In most cases, hearing the words "You beat down a Jew" would be a cause for alarm. Being told that "a tiny testie killed you" would probably raise some questions. And a lot of people would have a moral problem if "Bags of Jay sniped a Big Penis."
But at the official "Halo 3" Launch Party last Wednesday, Oct. 10th, the only meaning these phrases had was another point closer to or further from victory.
While some of the in-game names used by players may not have been appropriate, the timing of the event certainly was. The party, hosted in the Allen drawing room by the Association of Computing Machines (ACM), came just two weeks after the third installation of the popular shooting game hit shelves. Within just a few minutes of the launch party's official start time, 8 p.m., the drawing room felt claustrophobic.
While many of the attendees had already played the game extensively, ACM's event was not just another party. Microsoft, the game's publisher, officially sponsored the party and agreed to provide ACM with free Xbox 360 games to use as prizes.
"We're one of 20 colleges nationwide chosen to host an official party," Kate Lynch, senior digital arts major and president of ACM, said.
"We don't know why they chose us," Autumn Breese, sophomore computer science major and vice president of ACM, said. But she added that "Microsoft has a prior deal with this school."
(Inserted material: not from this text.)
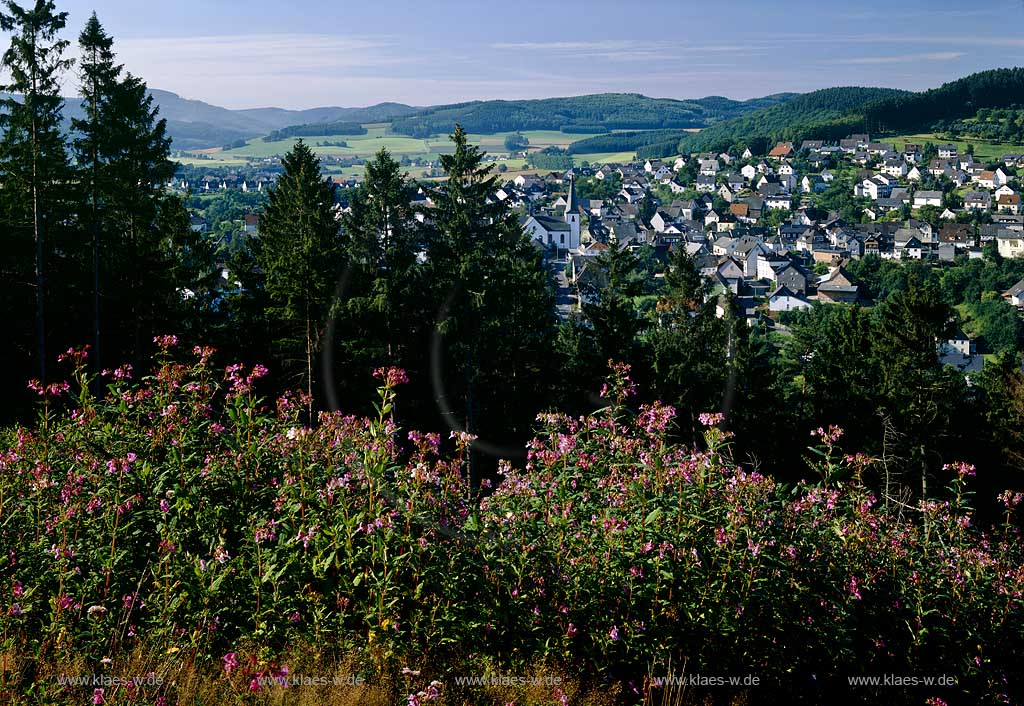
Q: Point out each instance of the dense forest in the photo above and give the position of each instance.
(315, 129)
(820, 115)
(607, 111)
Lynch said that Microsoft was sponsoring the parties in order to hype up another event, Imagine Cup.
"The Imagine Cup is a competition for people who want to design video games, produce films or design user-interfaces," she said. "The winners become an actual game development team that gets to make a game sponsored by Microsoft."
To get that hype Microsoft had provided ACM with a number of free items to give out at the party, including pens, T-shirts and copies of game-making software for beginning programmers.
ACM's reason for hosting the event, according to Lynch, was less about advertising and more about the gamers themselves. "We're trying to advocate social gaming," she said. She hoped that the event would show gamers how much fun it was to play each other in person, as opposed to playing each other online.
But only an hour into the party that goal saw a setback: all six of the screens being used to play "Halo 3" shut down simultaneously. Too many systems plugged into too few outlets had overloaded the drawing room's circuits and blown out the power.
Over the course of the next half hour the screens turned on and went black a second time.
"We can just go home and play in our rooms," muttered one student who left.
"I didn't come here to watch the power go out," Matt Boyle, a junior political science major, said.
But others saw the blowout as a chance for opportunity. "Maybe enough people will leave and we'll be able to actually play," Ian London, sophomore open-options Culture and Society major, said, referring to the mobs of players that were now thinning out.
By 9:30 p.m. the systems were running again and over 30 players resumed their seats to commence the night's tournament. It was single elimination, two vs. two team slayer, which, for those who don't frequently join "frag-fests," means two players were working together to try and shoot two other players.
The tournament lasted until after midnight, when the final game ended 19-16. Jim Durkin, senior mechanical engineering major, and Eddie Jones, junior mechanical engineering and computer engineering major, came out on top.
Their advice to other "Halo 3" players?
"Don't play us if you want to win," Durkin joked as he helped pack up all of the equipment.
"It's all about reaction times," Jones said, adding, "Know your maps."
Durkin also won the raffle for a second free copy of the game. He walked out of Wednesday night's event with a total of $120 in prizes.
$120 in three hours. Not bad for a night of gaming.